Address correspondence to C.M. Weyand at her present address of The Lowance Center for Human Immunology, Emory University School of Medicine, Dept. of Medicine, 1364 Clifton Road, Suite H153, Atlanta, GA 30322. Phone: (404) 778-5517; Fax: (404) 778-5520; email: cweyand{at}emory.edu

Giant cell arteritis (GCA) is a granulomatous and occlusive vasculitis that causes blindness, stroke, and aortic aneurysm. CD4+ T cells are selectively activated in the adventitia of affected arteries. In human GCA artery–severe combined immunodeficiency (SCID) mouse chimeras, depletion of CD83+ dendritic cells (DCs) abrogated vasculitis, suggesting that DCs are critical antigen-presenting cells in GCA. Healthy medium-size arteries possessed an indigenous population of DCs at the adventitia–media border.
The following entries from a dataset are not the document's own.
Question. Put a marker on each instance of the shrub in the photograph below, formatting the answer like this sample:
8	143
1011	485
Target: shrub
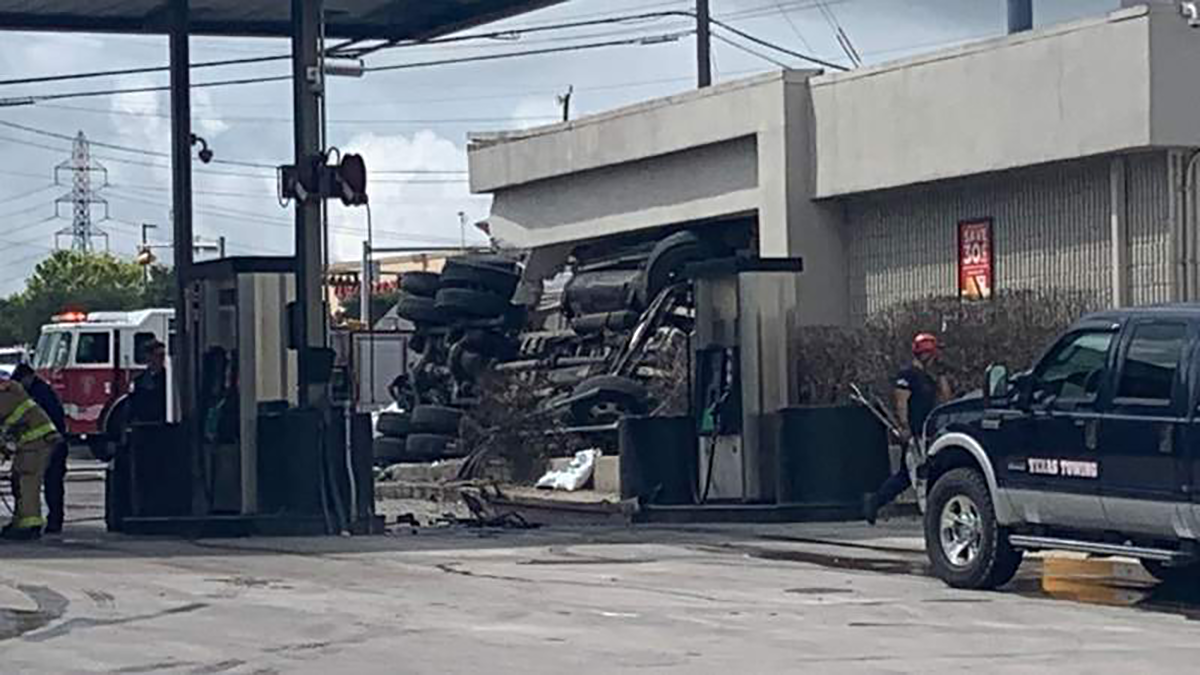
1012	328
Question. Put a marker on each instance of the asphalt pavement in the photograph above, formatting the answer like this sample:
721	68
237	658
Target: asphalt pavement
805	598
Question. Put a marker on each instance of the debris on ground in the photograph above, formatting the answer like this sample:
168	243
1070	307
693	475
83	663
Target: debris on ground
575	475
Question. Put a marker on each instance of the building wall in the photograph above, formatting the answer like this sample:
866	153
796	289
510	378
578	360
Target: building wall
1054	94
1053	228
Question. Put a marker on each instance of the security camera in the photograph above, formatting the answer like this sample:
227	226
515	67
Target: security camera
1191	10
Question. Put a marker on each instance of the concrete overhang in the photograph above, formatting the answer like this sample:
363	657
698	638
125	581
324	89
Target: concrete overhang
701	156
633	133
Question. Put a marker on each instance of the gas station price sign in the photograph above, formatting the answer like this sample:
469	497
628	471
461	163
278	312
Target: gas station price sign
977	270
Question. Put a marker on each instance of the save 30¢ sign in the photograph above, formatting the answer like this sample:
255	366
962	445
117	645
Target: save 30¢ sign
977	272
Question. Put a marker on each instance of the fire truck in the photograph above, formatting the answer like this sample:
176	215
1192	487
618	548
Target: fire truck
91	360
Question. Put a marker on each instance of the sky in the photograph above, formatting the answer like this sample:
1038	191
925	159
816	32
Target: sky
411	125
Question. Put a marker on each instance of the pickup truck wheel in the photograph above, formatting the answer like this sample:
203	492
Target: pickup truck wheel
1179	575
966	547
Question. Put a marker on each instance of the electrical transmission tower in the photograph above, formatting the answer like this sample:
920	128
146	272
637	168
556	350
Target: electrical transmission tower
83	196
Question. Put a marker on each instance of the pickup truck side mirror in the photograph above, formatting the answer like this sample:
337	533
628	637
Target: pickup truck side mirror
997	386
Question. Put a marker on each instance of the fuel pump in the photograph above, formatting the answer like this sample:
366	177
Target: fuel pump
745	315
719	393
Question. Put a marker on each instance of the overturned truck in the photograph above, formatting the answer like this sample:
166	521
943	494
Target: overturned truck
605	335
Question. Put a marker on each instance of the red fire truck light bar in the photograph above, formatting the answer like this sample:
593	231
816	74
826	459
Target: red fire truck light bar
70	317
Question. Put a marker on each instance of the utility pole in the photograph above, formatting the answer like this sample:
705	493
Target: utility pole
307	93
703	45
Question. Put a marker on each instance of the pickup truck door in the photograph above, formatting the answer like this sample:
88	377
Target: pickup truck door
1050	475
1144	473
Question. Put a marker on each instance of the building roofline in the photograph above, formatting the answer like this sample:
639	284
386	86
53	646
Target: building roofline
982	46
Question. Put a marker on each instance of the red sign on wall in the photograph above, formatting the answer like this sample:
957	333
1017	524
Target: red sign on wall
977	272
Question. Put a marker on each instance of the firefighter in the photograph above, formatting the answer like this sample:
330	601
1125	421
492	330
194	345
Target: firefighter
918	390
54	478
29	437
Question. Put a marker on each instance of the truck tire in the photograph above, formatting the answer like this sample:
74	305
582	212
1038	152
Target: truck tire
606	399
430	447
395	424
420	284
436	419
389	451
966	545
667	262
490	344
601	292
478	275
419	309
1186	575
471	302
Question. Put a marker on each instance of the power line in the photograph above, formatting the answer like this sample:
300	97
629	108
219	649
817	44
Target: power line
211	172
37	99
641	41
769	45
796	29
749	51
28	193
91	75
430	121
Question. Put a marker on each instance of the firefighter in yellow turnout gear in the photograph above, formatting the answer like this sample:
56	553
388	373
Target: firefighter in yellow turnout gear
27	436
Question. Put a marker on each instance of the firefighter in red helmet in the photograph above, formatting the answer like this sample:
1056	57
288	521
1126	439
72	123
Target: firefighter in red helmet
27	437
918	390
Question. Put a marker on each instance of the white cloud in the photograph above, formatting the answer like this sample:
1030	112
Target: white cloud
408	209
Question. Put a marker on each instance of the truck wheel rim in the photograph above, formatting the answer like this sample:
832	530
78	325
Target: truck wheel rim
961	531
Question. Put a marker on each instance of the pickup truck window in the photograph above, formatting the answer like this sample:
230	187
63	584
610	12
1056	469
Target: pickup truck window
1147	374
1072	371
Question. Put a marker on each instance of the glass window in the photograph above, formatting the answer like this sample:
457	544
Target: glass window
60	354
142	342
1074	369
94	348
1150	365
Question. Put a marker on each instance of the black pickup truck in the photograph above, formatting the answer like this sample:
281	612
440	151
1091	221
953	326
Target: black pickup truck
1096	449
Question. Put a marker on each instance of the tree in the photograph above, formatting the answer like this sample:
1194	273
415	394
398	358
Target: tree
75	280
10	322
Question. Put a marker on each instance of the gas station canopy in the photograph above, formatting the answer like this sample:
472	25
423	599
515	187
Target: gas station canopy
358	19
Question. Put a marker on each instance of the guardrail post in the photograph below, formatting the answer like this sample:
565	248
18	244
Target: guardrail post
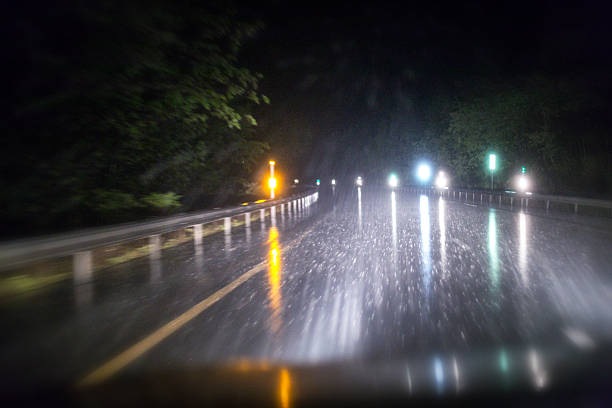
155	246
82	274
82	270
197	234
227	230
154	257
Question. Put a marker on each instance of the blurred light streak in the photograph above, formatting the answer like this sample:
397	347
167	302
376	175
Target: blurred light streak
493	255
579	338
425	239
523	247
442	225
394	221
438	374
409	378
284	388
539	374
456	372
503	361
359	205
274	280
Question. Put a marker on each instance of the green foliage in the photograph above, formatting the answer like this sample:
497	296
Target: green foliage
164	201
150	97
536	122
104	201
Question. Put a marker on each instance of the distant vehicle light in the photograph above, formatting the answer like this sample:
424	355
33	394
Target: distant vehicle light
424	172
393	181
441	180
522	183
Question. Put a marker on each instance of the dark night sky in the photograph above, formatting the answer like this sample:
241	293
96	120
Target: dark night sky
335	72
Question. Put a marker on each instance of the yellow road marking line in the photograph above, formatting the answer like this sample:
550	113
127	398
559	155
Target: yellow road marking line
123	359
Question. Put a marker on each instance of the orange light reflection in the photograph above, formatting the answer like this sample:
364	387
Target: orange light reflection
274	280
284	388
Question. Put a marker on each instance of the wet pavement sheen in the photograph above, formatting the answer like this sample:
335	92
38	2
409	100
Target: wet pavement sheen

Adoptive T cell transfer into temporal artery–SCID mouse chimeras demonstrated that DCs in healthy arteries were functionally immature, but gained T cell stimulatory capacity after injection of lipopolysaccharide. In patients with polymyalgia rheumatica (PMR), a subclinical variant of GCA, adventitial DCs were mature and produced the chemokines CCL19 and CCL21, but vasculitic infiltrates were lacking. Human histocompatibility leukocyte antigen class II–matched healthy arteries, PMR arteries, and GCA arteries were coimplanted into SCID mice. Immature DCs in healthy arteries failed to stimulate T cells, but DCs in PMR arteries could attract, retain, and activate T cells that originated from the GCA lesions. We propose that in situ maturation of DCs in the adventitia is an early event in the pathogenesis of GCA. Activation of adventitial DCs initiates and maintains T cell responses in the artery and breaks tissue tolerance in the perivascular space.

Key Words: vasculitis • pathogenesis • T cells • polymyalgia rheumatica • Toll-like receptors


Abbreviations used in this paper: GCA, giant cell arteritis; PMR, polymyalgia rheumatica; RT, room temperature; TLR, Toll-like receptor.